‘Sem metafísica’ (publicado originalmente em 22/10/2013)
Alguns meses atrás ganhei o livro ‘Ensaio Sobre a Cegueira’, de José Saramago. Sem perder o tempo dos sossegados, comecei a lê-lo no mesmo dia e acabei-o em pouco tempo. A história possui o poder de atenção esquisito, como se o autor quisesse barganhar com o leitor. J. Saramago nos infiltra reflexões tardias e tateantes. Teorias de crença, autoestima e piedade compõem a obra, lançada há 18 anos. Deparamo-nos com provocações e inseguranças. ‘Ele sabia que estava em frente ao espelho e se apavorou: o objeto ali podia vê-lo, ele não’, é a frase das mais angustiantes do livro e nos chuta para o desafio sobre sermos invariavelmente cheios de si, mas com um simples clique, epidemia de cegueira branca, o mar de leite frente aos olhos, nos tornamos vulneráveis como as poeiras do chão– qualquer vento nos destrói. Outra fincada: ‘É desta massa que nós somos feitos, metade indiferença e metade ruindade.’ Até onde podemos nos aprouver? Rompem-se as estratégias do cotidiano com a cegueira.

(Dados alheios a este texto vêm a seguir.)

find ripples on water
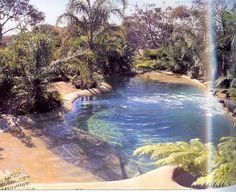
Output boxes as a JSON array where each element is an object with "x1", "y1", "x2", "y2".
[{"x1": 66, "y1": 78, "x2": 233, "y2": 157}]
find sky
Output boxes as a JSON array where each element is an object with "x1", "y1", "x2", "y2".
[{"x1": 30, "y1": 0, "x2": 192, "y2": 25}]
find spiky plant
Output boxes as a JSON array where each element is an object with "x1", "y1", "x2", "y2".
[
  {"x1": 193, "y1": 137, "x2": 236, "y2": 187},
  {"x1": 0, "y1": 170, "x2": 30, "y2": 190},
  {"x1": 133, "y1": 137, "x2": 236, "y2": 187},
  {"x1": 133, "y1": 139, "x2": 215, "y2": 176}
]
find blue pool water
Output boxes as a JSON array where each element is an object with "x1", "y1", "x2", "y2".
[{"x1": 66, "y1": 78, "x2": 234, "y2": 157}]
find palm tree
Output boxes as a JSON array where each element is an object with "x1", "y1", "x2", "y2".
[
  {"x1": 133, "y1": 137, "x2": 236, "y2": 187},
  {"x1": 58, "y1": 0, "x2": 127, "y2": 50},
  {"x1": 133, "y1": 139, "x2": 214, "y2": 176},
  {"x1": 58, "y1": 0, "x2": 127, "y2": 88}
]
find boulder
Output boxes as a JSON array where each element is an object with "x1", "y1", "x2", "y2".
[
  {"x1": 216, "y1": 77, "x2": 232, "y2": 89},
  {"x1": 87, "y1": 158, "x2": 105, "y2": 170},
  {"x1": 215, "y1": 92, "x2": 228, "y2": 100},
  {"x1": 224, "y1": 100, "x2": 236, "y2": 112}
]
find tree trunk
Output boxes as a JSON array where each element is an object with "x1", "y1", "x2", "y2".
[{"x1": 0, "y1": 24, "x2": 3, "y2": 47}]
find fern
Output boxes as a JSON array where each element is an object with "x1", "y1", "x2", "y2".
[
  {"x1": 133, "y1": 139, "x2": 214, "y2": 176},
  {"x1": 133, "y1": 137, "x2": 236, "y2": 187},
  {"x1": 0, "y1": 170, "x2": 30, "y2": 190}
]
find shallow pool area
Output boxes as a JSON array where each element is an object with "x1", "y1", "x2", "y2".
[{"x1": 65, "y1": 78, "x2": 234, "y2": 159}]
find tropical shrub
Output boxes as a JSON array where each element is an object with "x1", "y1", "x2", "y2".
[
  {"x1": 2, "y1": 33, "x2": 60, "y2": 114},
  {"x1": 133, "y1": 137, "x2": 236, "y2": 187}
]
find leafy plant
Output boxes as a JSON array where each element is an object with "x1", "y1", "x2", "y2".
[{"x1": 133, "y1": 137, "x2": 236, "y2": 187}]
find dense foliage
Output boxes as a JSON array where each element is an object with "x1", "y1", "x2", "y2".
[{"x1": 134, "y1": 137, "x2": 236, "y2": 187}]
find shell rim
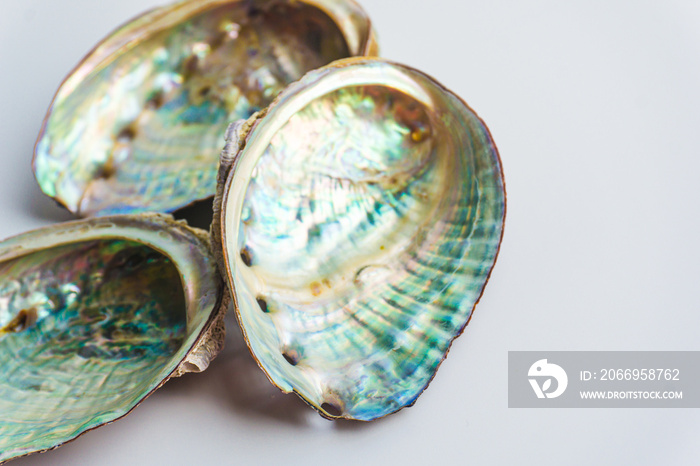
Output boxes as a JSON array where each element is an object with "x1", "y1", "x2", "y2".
[
  {"x1": 0, "y1": 213, "x2": 229, "y2": 465},
  {"x1": 31, "y1": 0, "x2": 379, "y2": 217},
  {"x1": 218, "y1": 57, "x2": 508, "y2": 422}
]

Demorou para eu assistir ao filme baseado no livro. Vi-o cerca de dez dias atrás somente. E a decepção, claro, clareou. Lançado em 2008, o homônimo me soou como uma lição onde o aluno não está preparado àquilo e faz porque é obrigado. Fernando Meirelles (‘Cidade de Deus’ – 2002) estava longe de ter sido forçado a rodar ‘Ensaio Sobre a Cegueira’. Talvez o tenha feito com preocupação de agradar ao escritor. A inquietação excessiva pode ser. O resultado foi um longa-metragem totalmente frio e distante, mecânico e inodoro, fútil e descartável. Julianne Moore (de ‘As Horas’ – 2002), Mark Ruffalo (‘Ilha do Medo’ –2010), Alice Braga (‘Eu Sou a Lenda’ – 07) e Gael Garcia Bernal (‘No’ – 12) estão no elenco. Explico aos leitores que os personagens não têm nome e a ação se passa num lugar desconhecido (as filmagens ocorreram no Brasil, Japão e Canadá) e é atemporal. A pitada de ânimo é o ingrediente faltante à aventura. Fernando Meirelles patinou como cego e não enxergou onde errou.
O enredo é a cegueira. O mal cai na cidade e todos os habitantes são contaminados. Porém, a diferença simbólica: nos olhos, ao invés do pano negro, a parede branca. De início, as vítimas creem na solução rápida, afinal, veem branco e não preto. O primeiro a cegar é o motorista, em frente a um farol. Depois, o oftalmologista que o atendeu. A esposa do motorista, o ladrão de seu carro, os outros pacientes do consultório etc. Como a fileira de dominós, a doença se espalha. A única sã é a esposa do médico. Ao serem levados para a quarentena, ela (Moore) vai junto e finge não ver. O ambiente está decrépito. Há racionamento de comida, não há banheiros, as camas são muito próximas e aos poucos os vilões surgem. Na situação surgem paixões, ansiedades, desconfianças, indagações. A dependência é o pior dos males e o mais surpreendente deles. J. Saramago aborda afrontando-nos. A personagem de Moore está a um passo de se entregar, claudicante, exasperada, terminada. Ninguém a reconhece.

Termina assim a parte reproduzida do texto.